Define major oil loss.

If it is 1qt/500 to 1000 miles then yes.
If it is 1qt per mile then no. That much oil would be oil galley plug or something like that.

-B-
 
Define major oil loss.

If it is 1qt/500 to 1000 miles then yes.
If it is 1qt per mile then no. That much oil would be oil galley plug or something like that.

-B-

Before Hiway trips: check oil level and is good and full tank of gas... by 200 miles or so my oil level light comes on... I'm down 2 quarts....
This doesn't happen in town driving... 5 miles here - 5 miles there...
 
Sounds more serious to me than the oil pump seal and/or the front main seal. You need to post up pics showing where the leak is coming from. 1qt per 100 miles should be spurting oil everywhere.

-B-
 
Sounds more serious to me than the oil pump seal and/or the front main seal. You need to post up pics showing where the leak is coming from. 1qt per 100 miles should be spurting oil everywhere.

-B-

the only seriously wet area is the front right at the cover... I mean, the steering gear box is leaking and so is the front 3rd... but engine wise... only up front. I've had BAD rear mains before and never lost much if any oil from that... But the pump cover makes sense to me, since under pressure on long trips when the oil gets crazy hot it will pump it out... It only looses it on long trips, not in the driveway or no smoke...
 
The arrow shows the upper most wet part of the block... nothing wet above that...

oilleak.jpg
 
Eric, if that seal lets go completely your engine will be toast.
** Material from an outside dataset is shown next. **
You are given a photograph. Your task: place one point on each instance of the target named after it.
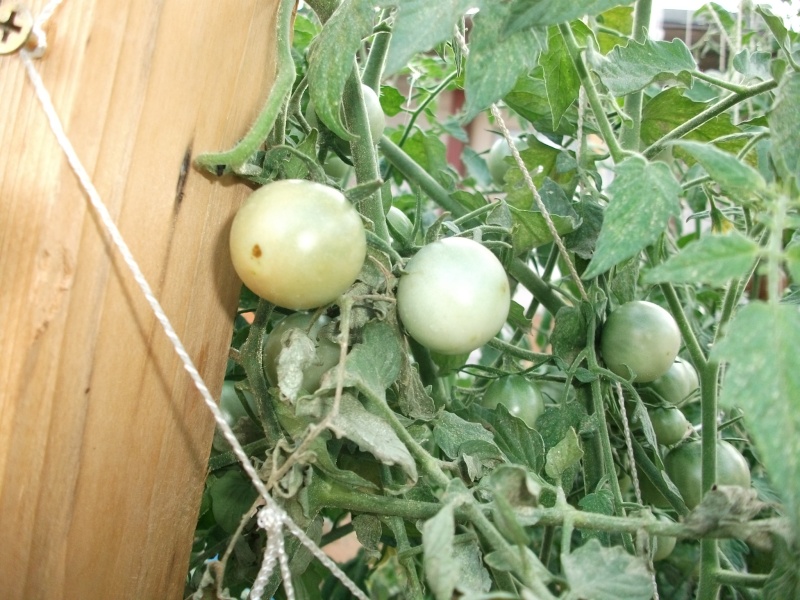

Parts/seals are here tomorrow and replacing on two 80's at the same time in an extremely nice shop with lifts and all the tools on Saturday...
 
nice job on the write up....another to add to my to-do list...
 
I have seen questions asked about the 7 screws and it was reported as M6x12 and then another post asking if it was M6 x 1.0 12mm long but there was no answer. I am getting ready to dive into this job and would like to replace mine with torx head screws. Anyone know the exact threads on these screws?
Thanks
Tony
 
it was reported as M6x12 and then another post asking if it was M6 x 1.0 12mm long but there was no answer.

That should do it. M6x1.0 in a 12mm length. I think the factory screws were closer to 13mm (the ones I bought were about 1mm shorter than the originals.)